Try to forget everything you know about Brownian motion.
You are told there is a process called Brownian bridge on $[0,1]$. It is Gaussian with mean $0$ and covariance $s(1-t)$ for $s<t$ and can be written as $B_t=W_t - tW_1$ where $(W_t)$ is a continuous process with $W_0=0$, called Brownian motion. Of course, from what you were told about the Brownian bridge, you know that $(W_t)$ is Gaussian with mean $0$ (this is not true, see remark of John Dawkins and EDIT below).
You are told $(B_t)$ is Markov with regard to its own filtration. How would you show that $(W_t)$ is Markov with regard to its own filtration ?

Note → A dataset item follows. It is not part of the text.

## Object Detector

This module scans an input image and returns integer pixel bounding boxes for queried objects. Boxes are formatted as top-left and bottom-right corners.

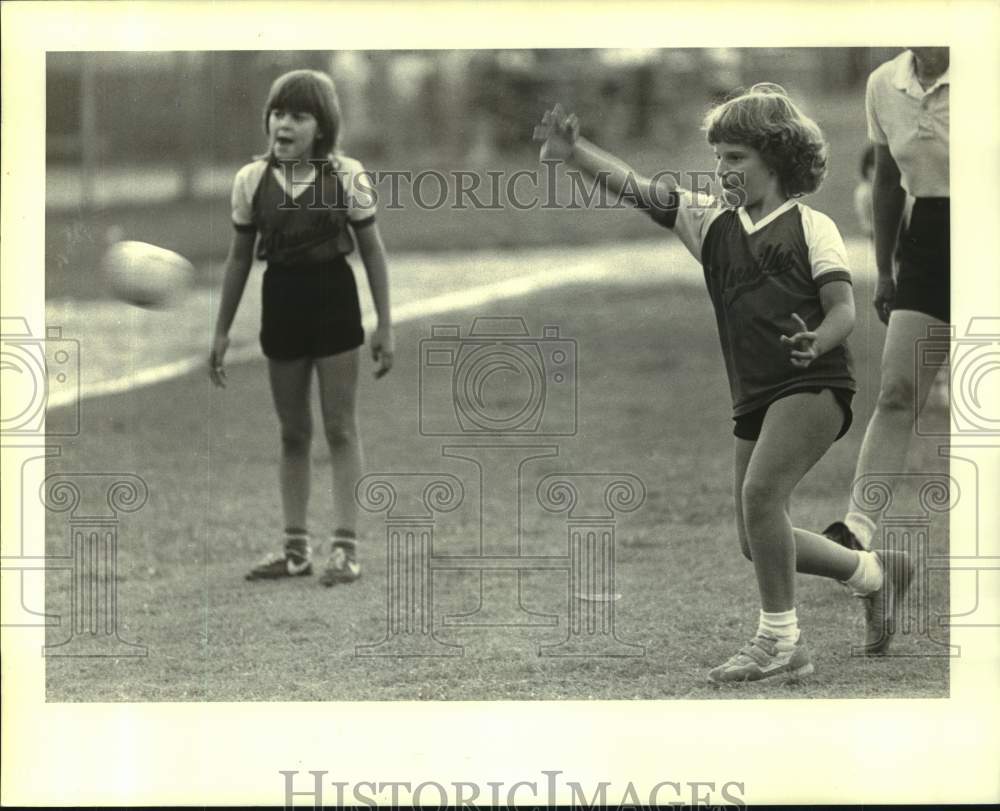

EDIT: In light of the remark of John Dawkins, we should indeed say that $(W_t)$ is itself Gaussian with mean $0$, otherwise, other processes than the real Brownian motion could be solution of $B_t = W_t - t W_1$.
You don't need to be told that $(B_t)$ is Markov; this follows from the form of the covariance function.
Why does it follow from $B_t=W_t-tW_1$, $0\le t\le 1$, that $(W_t)$ is Gaussian, or even that $E[W_t]=0$?
If $(W_t)$ is one solution of $B_t=W_t-tW_1$, $0\le t\le 1$, then so is $\tilde W_t:=W_t+tZ$, where $Z$ is any random variable on the probability space where $B$ and $W$ are defined. If $Z$ were to depend on the "future" of $W$ in some way, this might disturb the Markov property of $\tilde W$.